Stream: Coq users

Topic: Describing the relation between two tactics


view this post on Zulip liao zhang (Jul 04 2020 at 01:24):

Hi, I meet some problems with describing the relation between some Coq tactics.
There are two tactics unfold A, B in H, and unfold A in H.
It easy to manually judge that the effect of unfold A in H is a part of that of unfold A, B in H.
However, “effect” is so informal that I want to describe the relation more precisely, for example,
an argument of unfold A in H is a subset of the corresponding argument of unfold A, B in H

But I have two puzzles:
1: Could I say A is a subset of A, B? I think A and A, B are all arguments, I do not know whether one argument can be a subset of another argument.
2: How could I describe A and A, B are in the corresponding position? Because there is also an argument H in unfold A, B in H. If I just say an argument of unfold A in H is a subset of the argument of unfold A, B in H, without the word "corresponding", it is wrong because A in unfold A in H is not a subset of H in unfold A, B in H

view this post on Zulip Paolo Giarrusso (Jul 04 2020 at 01:36):

Unfold takes a list of identifiers (well, it's more complex, see the manual); so "unfold A, B" passes to unfold a bigger indentifier list than "unfold A".
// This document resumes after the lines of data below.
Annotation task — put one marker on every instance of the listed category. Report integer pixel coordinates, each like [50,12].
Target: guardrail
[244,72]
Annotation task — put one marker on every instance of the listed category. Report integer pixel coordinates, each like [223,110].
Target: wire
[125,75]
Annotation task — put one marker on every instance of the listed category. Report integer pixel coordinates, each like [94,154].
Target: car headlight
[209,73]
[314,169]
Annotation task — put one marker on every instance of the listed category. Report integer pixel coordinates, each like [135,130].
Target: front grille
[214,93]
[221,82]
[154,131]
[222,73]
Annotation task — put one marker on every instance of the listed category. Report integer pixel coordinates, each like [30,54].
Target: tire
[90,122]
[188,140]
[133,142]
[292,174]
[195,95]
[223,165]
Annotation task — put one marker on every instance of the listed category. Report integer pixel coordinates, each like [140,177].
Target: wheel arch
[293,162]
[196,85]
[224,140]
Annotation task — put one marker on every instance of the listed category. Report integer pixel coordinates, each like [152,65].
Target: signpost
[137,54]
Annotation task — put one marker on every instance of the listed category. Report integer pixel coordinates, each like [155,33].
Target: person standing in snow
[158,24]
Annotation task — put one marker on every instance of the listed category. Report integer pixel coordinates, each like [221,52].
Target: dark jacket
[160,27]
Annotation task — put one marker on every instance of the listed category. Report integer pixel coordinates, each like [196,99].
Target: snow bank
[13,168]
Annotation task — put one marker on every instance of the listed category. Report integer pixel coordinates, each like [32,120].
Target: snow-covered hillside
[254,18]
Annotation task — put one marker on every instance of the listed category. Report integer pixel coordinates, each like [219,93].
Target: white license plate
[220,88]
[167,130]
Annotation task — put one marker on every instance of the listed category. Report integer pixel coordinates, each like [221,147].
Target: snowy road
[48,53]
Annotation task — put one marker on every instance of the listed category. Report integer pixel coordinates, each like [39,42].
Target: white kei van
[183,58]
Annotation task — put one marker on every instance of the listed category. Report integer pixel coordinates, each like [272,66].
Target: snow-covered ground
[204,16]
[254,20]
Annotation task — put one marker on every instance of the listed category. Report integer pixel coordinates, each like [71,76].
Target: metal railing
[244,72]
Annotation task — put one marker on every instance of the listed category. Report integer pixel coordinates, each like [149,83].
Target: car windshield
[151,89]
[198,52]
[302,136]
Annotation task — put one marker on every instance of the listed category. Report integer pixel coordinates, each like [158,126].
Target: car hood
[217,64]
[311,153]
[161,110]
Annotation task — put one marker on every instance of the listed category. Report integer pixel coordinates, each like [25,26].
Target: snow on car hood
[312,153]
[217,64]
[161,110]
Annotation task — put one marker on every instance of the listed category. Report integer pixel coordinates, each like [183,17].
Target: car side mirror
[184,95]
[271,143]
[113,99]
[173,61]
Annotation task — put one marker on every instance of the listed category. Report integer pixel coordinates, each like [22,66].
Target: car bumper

view this post on Zulip Paolo Giarrusso (Jul 04 2020 at 01:41):

I guess similar jargon generalizes to any tactic which takes a list of something as an argument. E.g. "unfold foo in H1, H2" takes a bigger hypothesis list than "unfold foo in H1".

view this post on Zulip liao zhang (Jul 04 2020 at 02:04):

After more consideration, I guess it is fine to say the argument A is a sublist of the argument A, B. Is there any problem?